Technical Articles
Retrain a Text Classification with Postman and SAP Leonardo Machine Learning Foundation on SAP Cloud Platform Trial – Sentiment Analysis
In my previous blog post about image retraining, a question of the data structure for text retraining came up. I have answered this question, but I think it makes also sense to write a blog post about it. So I decided to write a small series with at least one more blog post.

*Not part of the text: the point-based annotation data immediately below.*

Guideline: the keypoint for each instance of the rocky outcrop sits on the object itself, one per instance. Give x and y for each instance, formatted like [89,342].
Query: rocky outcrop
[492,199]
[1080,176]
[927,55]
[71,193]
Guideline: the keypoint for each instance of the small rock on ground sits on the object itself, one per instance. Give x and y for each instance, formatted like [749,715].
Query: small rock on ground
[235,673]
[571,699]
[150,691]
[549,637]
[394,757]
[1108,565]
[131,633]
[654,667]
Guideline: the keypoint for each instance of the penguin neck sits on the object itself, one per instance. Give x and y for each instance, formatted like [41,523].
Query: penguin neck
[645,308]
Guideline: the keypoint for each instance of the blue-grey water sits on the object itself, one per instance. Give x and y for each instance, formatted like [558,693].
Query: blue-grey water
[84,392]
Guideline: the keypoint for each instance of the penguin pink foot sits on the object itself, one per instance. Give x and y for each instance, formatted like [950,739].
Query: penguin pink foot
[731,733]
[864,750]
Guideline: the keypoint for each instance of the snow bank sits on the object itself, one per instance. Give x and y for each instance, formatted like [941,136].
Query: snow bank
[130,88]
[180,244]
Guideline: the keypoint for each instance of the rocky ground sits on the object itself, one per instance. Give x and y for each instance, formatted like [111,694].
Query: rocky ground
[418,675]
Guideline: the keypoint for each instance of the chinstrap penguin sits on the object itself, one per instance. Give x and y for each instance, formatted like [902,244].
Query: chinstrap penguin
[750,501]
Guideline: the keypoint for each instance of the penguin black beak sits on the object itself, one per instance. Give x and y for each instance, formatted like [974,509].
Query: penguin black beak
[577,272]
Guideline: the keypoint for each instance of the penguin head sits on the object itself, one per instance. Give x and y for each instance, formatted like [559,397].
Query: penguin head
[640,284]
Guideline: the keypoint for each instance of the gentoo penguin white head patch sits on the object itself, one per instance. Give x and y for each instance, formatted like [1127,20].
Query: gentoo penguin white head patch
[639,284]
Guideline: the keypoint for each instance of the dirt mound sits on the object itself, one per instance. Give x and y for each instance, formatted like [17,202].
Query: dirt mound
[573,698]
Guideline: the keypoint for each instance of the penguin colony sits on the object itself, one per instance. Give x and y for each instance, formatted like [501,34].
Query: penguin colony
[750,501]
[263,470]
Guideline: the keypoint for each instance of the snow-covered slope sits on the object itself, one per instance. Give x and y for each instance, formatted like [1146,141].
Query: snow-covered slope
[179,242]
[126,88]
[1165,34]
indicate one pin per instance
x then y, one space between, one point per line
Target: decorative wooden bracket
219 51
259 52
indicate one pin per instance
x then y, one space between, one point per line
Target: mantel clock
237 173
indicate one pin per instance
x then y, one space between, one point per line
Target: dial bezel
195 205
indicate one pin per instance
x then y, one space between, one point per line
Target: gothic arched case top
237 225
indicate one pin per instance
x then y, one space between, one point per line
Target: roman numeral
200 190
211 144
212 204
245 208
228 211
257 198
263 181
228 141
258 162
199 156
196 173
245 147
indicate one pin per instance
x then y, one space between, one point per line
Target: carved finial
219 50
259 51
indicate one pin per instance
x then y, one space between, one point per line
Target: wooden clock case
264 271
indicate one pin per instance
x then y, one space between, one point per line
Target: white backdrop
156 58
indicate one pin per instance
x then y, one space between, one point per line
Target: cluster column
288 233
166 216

For the text retraining I will use Twitter Sentiment Analysis data which classifies positive and negative sentences. SAP Leonardo trains the Machine Learning Model, which can be deployed and used by the text classification service. Here is an example:
Most of the procedure is similar to the image retraining, therefore I will refer to it and describe the differences in more detail.
What do you need?
- A trial account on SAP Cloud Platform.
- Postman
- TEXT Retraining Postman Collection
- Minio
- Twitter Sentiment Analysis Training Corpus (Dataset)

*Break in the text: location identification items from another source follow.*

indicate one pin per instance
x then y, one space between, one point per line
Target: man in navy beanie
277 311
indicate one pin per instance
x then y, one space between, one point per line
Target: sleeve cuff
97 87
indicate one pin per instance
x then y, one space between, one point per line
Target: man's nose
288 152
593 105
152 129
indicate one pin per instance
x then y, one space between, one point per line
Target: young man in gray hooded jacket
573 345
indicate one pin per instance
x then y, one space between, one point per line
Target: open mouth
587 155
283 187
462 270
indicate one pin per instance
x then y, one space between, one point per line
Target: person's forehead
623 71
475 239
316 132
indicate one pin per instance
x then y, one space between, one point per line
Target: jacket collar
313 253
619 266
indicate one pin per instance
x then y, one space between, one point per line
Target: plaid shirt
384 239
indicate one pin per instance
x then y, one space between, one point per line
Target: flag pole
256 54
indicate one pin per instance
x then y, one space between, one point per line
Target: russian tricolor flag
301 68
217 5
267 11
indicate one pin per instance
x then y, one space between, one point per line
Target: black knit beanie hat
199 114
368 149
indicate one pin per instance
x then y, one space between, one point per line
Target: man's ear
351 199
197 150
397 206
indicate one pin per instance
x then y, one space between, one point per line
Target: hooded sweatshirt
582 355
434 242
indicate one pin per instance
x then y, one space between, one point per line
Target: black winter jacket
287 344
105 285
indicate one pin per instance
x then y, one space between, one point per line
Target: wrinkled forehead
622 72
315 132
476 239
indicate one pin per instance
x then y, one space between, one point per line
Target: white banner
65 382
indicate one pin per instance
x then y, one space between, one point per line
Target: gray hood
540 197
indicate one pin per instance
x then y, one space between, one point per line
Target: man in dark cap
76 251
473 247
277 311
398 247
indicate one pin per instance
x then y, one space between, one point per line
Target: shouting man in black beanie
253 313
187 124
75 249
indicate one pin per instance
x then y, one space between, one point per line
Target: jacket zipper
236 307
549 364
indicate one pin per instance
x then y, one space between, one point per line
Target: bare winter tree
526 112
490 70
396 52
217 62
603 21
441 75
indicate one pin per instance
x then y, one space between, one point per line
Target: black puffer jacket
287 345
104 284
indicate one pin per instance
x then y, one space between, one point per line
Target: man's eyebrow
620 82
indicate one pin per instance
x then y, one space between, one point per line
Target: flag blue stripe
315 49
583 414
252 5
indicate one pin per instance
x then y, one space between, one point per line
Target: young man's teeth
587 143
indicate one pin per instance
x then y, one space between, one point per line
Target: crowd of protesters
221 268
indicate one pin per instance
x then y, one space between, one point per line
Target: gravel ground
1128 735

- A script to create the training data: SAP Leonardo Machine Learning Twitter Sentiment Analysis Dataset
Step 1 – SAP Leonardo Machine Learning instance
Take a look at Step 1 of the Image Retraining to create a SCP trial account and a Service Key:
{ "clientid": "sb-42mn3-3z7p-96r-3c79-0x1pm0l!p216|klgco-lag-vitas!d66", … "clientsecret": "5ghsdYM/Z567N5LoQ7nrXBkZ0BV=", "serviceurls": { … "TEXT_LINEAR_RETRAIN_API_URL": "https://mlftrial-retrain-text-linear-api.cfapps.eu10.hana.ondemand.com/api/v2/text/retraining", … "TEXT_CLASSIFIER_URL": "https://mlftrial-text-classifier.cfapps.eu10.hana.ondemand.com/api/v2/text/classification", … }, "url": "https://p2000894545trial.authentication.eu10.hana.ondemand.com" }
Note: Instead of the IMAGE_RETRAIN_API_URL and IMAGE_CLASSIFICATION_URL the TEXT_LINEAR_RETRAIN_API_URL and TEXT_CLASSIFIER_URL are important.
Don’t mess it up like I did. :confounded face:
Step 2 – Storage
Same procedure as Step 2 at the image retraining.
In case you’ve got already a storage, just run the POST again to get the endpoint, accessKey and secretKey.
Step 3 – Training data
The following steps are necessary to create the training data:
- download Twitter Sentiment Analysis Training Corpus (Dataset)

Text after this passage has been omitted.